Indeed today's drums will be treasured in the future, but I think it'll be to a much lesser degree. Today's drums are built better, they will last longer, and there's a LOT more of them (than in the 50s, 60s, and 70s.) Because there's so much saturation today, future vintage drums won't quite have the same appeal as current vintage drums.

Kinda like baseball cards pre-1990s. Older cards were rare and they had value. Then card collecting went mainstream and the market was over-saturated to the point that cards in the 1990s became practically worthless. This isn't a perfect comparison (cards are just paper, while drums are practical) but it gets the point across.
Hmm. Nice analogy. You make good points, especially the sheer numbers of sets these days. It will be interesting to see how it plays out.

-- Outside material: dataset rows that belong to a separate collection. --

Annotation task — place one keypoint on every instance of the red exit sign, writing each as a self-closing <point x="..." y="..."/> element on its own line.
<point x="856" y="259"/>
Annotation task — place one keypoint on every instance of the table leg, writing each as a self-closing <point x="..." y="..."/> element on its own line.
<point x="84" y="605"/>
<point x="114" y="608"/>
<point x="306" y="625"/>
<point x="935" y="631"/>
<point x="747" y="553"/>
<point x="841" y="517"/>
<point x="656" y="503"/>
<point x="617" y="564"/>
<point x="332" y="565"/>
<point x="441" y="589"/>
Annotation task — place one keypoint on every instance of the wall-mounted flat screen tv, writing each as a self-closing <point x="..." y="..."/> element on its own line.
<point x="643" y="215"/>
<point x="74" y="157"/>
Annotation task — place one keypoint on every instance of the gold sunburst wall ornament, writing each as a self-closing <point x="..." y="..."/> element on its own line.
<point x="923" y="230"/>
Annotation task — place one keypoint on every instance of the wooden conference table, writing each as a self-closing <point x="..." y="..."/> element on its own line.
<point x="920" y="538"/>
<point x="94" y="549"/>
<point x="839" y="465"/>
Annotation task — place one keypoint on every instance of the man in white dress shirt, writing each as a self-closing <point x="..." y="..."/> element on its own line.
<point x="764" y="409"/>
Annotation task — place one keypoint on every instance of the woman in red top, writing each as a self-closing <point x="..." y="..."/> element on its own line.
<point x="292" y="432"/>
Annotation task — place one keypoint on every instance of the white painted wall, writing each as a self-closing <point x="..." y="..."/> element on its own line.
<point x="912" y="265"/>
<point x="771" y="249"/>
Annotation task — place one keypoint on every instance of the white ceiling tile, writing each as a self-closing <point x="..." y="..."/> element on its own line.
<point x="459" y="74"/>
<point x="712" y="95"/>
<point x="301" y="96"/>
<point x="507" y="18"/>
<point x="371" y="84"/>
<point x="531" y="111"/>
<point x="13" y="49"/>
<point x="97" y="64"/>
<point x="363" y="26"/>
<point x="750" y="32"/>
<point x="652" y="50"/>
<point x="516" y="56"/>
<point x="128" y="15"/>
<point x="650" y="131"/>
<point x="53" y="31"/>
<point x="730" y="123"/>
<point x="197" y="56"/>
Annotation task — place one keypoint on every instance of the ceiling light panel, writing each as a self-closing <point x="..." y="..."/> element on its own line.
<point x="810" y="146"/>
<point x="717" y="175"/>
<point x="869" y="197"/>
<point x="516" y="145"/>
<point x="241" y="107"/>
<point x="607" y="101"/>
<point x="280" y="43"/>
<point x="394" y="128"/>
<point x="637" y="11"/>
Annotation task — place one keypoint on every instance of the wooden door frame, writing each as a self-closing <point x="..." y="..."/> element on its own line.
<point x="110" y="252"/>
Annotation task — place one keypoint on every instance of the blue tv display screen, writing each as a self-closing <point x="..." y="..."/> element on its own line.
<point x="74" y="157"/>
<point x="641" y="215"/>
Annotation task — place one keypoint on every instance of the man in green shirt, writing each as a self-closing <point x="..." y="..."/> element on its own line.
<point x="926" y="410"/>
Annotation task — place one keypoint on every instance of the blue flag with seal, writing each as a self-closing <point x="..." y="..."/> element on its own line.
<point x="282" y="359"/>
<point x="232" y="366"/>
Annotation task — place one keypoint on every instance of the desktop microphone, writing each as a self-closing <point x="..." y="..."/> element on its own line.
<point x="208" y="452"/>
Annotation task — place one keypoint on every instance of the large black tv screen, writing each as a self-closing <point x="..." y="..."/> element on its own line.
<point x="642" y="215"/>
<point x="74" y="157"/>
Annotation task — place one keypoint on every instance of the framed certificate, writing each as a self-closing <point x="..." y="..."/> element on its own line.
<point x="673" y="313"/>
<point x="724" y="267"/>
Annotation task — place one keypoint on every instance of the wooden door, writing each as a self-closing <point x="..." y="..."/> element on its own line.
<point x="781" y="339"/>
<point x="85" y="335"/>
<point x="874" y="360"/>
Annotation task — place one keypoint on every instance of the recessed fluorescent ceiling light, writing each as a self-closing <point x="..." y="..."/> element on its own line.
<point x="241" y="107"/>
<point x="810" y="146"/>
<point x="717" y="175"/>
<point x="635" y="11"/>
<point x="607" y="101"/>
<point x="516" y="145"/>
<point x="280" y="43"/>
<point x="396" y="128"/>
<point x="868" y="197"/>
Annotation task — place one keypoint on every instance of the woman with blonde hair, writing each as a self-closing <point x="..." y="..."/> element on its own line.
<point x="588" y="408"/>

Today's drums are built better. I wonder if that will be enough to insure collectability. Who knows if real acoustic drums will even be a thing in 50 years.
 

DrumEatDrum

Platinum Member
Indeed today's drums will be treasured in the future, but I think it'll be to a much lesser degree. Today's drums are built better, they will last longer, and there's a LOT more of them (than in the 50s, 60s, and 70s.) Because there's so much saturation today, future vintage drums won't quite have the same appeal as current vintage drums.

Kinda like baseball cards pre-1990s. Older cards were rare and they had value. Then card collecting went mainstream and the market was over-saturated to the point that cards in the 1990s became practically worthless. This isn't a perfect comparison (cards are just paper, while drums are practical) but it gets the point across.
I agree.

In the late 80s, vintage collectors wanted 1969 and earlier drums.

Now, 30 years later, collectors still mostly just want pre-1969 era drums. With a few 70's era thrown in .

A drumset from 1985 is now 31 years old, and (outside of maybe the Yamaha RC), they hold no particular appeal to collectors.